Despite the virus variant’s high infectiousness, Berejiklian said her administration was “at this moment comfortable” with the present limits. Western Australia’s state premier, Mark McGowan, has asked NSW authorities to declare a state of emergency in order to “crush and kill” the virus, saying that “light touch” curbs might lead to an outbreak. Western Australia has closed it border to NSW.

To contain the state’s first epidemic in more than a month, NSW officials imposed mandatory masks in all indoor locations in Sydney, including offices, prohibited residents in seven council areas in Sydney’s east and inner west from leaving the city, and limited house gatherings to five. After some states, such as Western Australia, slammed their borders shut and others imposed stringent border laws, the state has effectively been cut off from the rest of the country.

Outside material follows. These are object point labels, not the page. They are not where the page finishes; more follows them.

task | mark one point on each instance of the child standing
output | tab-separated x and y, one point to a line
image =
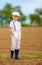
15	30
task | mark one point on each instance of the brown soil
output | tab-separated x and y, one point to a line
31	42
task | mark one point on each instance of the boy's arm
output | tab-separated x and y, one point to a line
11	31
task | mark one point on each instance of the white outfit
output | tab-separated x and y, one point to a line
16	26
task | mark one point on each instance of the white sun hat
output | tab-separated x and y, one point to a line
16	13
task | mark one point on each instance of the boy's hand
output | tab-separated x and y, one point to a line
11	31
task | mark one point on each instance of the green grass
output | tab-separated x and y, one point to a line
36	55
24	55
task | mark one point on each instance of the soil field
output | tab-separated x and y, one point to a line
31	47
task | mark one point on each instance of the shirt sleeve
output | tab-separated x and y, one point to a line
11	25
20	25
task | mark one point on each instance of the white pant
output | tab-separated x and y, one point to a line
15	43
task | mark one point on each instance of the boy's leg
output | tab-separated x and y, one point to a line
17	49
13	47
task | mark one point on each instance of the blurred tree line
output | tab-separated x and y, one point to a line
6	15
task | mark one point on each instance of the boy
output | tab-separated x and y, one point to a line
15	30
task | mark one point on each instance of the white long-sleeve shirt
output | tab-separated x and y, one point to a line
16	27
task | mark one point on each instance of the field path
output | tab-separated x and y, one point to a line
31	42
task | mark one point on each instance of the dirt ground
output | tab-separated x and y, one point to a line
31	42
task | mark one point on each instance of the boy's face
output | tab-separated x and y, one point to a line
15	17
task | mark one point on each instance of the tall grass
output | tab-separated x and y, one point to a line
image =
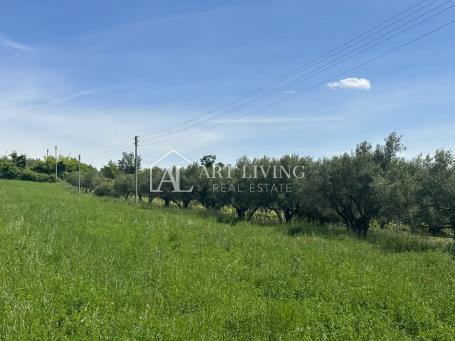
78	267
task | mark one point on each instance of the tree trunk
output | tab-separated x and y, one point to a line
240	213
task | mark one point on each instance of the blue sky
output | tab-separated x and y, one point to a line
89	75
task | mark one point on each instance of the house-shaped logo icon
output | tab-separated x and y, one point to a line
170	174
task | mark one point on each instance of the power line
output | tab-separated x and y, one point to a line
315	61
409	42
328	66
261	91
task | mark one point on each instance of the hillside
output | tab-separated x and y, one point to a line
83	267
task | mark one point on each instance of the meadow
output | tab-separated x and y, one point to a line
82	267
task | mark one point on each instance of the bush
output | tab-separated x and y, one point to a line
106	189
30	175
8	170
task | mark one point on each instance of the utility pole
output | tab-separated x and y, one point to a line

On Thursday, eleven new local cases were recorded, bringing the total number of infections in the current outbreak to more than 40. Six instances were discovered after the 8 p.m. deadline on Thursday, and they will be counted in Friday’s total. After state Agriculture Minister Adam Marshall tested positive for COVID-19 and Health Minister Brad Hazzard was placed in isolation after being designated a suspected close contact of a positive case, NSW state parliament revealed a restricted list of lawmakers allowed inside the chamber on Thursday.

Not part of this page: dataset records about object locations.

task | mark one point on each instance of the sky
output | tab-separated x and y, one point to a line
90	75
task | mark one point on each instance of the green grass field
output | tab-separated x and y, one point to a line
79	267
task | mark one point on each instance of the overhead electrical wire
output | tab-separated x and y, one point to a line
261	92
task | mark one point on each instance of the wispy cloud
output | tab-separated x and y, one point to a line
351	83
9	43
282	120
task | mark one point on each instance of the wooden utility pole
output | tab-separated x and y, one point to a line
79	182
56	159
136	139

Three new local instances were recorded in Queensland, and one in Victoria, but officials in both states stated the cases are low-risk to the population because the afflicted people were in isolation when they caught the virus. On Thursday, neighboring New Zealand reported no new local cases, a day after raising the warning level in Wellington, the capital, due to exposure fears after an Australian tourist tested positive for COVID-19 upon returning to Sydney after a weekend visit. As a precaution, Wellington has been placed on a ‘level 2’ alert, which is one step below a lockdown, until Sunday midnight.